A housing alliance, including some of the nation's biggest lenders, is working with mortgage-service companies to modify loans rather than let them fall into foreclosure.
SOURCE: Hope Now Alliance, with member banks' data and national estimates/Rich Clabaugh–STAFF
Industry efforts to reduce foreclosures are expanding and improving – a welcome sign of progress in what remains a race to keep up with rising mortgage delinquencies.
The Hope Now Alliance, a group including some of the nation's biggest lenders, announced Tuesday an agreement with mortgage-service companies to modify a greater share of at-risk loans, rather than let them fall into foreclosure.
Among other things, the new guidelines are designed to ensure that participating companies move quickly – deciding within 45 days whether they can modify a loan.
Also, Hope Now said it was launching the mortgage lending industry's first-ever guidelines for dealing with second mortgages.
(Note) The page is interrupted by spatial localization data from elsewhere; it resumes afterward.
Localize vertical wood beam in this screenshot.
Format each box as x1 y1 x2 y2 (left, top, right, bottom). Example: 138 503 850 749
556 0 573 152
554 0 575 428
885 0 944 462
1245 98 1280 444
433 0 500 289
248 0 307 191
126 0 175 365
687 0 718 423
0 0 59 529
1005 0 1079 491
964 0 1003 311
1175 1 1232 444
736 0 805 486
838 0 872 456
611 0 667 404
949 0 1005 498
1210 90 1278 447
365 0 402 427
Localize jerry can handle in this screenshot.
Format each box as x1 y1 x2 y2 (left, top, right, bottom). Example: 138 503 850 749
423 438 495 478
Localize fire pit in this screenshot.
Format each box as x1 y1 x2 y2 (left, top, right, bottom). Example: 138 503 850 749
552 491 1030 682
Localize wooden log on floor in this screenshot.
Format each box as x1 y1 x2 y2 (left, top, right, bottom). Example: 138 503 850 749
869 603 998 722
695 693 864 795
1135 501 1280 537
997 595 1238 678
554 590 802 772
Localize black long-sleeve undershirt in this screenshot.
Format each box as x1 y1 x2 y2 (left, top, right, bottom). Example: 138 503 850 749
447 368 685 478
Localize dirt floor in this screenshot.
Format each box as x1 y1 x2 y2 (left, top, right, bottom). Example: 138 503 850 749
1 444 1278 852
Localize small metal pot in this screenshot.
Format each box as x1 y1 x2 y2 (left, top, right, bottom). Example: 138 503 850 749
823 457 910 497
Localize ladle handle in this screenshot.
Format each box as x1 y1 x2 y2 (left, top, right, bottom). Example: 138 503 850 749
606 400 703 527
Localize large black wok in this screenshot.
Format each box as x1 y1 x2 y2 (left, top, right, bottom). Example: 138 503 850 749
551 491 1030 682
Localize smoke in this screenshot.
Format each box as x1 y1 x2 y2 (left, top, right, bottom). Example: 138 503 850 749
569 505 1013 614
Often, it's been hard to offer relief on the terms of mortgages because many borrowers owe money to two mortgage holders with different interests in "workout" negotiations.
Housing analysts say that, although a full recovery in the housing market won't come with any overnight agreement, the moves by lenders represent a significant step forward.
"Any kind of improvements they can make are ... important," says Ren Essene, a housing market expert at the Joint Center for Housing Studies in Cambridge, Mass. "Clearly they're trying to respond just in time ... as they're learning on the ground what kinds of barriers the borrowers are meeting."
By cutting the number of foreclosures, the new steps could reduce the blight of hard-hit neighborhoods, especially in states such as Florida and California where the problems are most concentrated. And, by reducing the number of fire-sale home auctions, downward pressure on home prices could ease.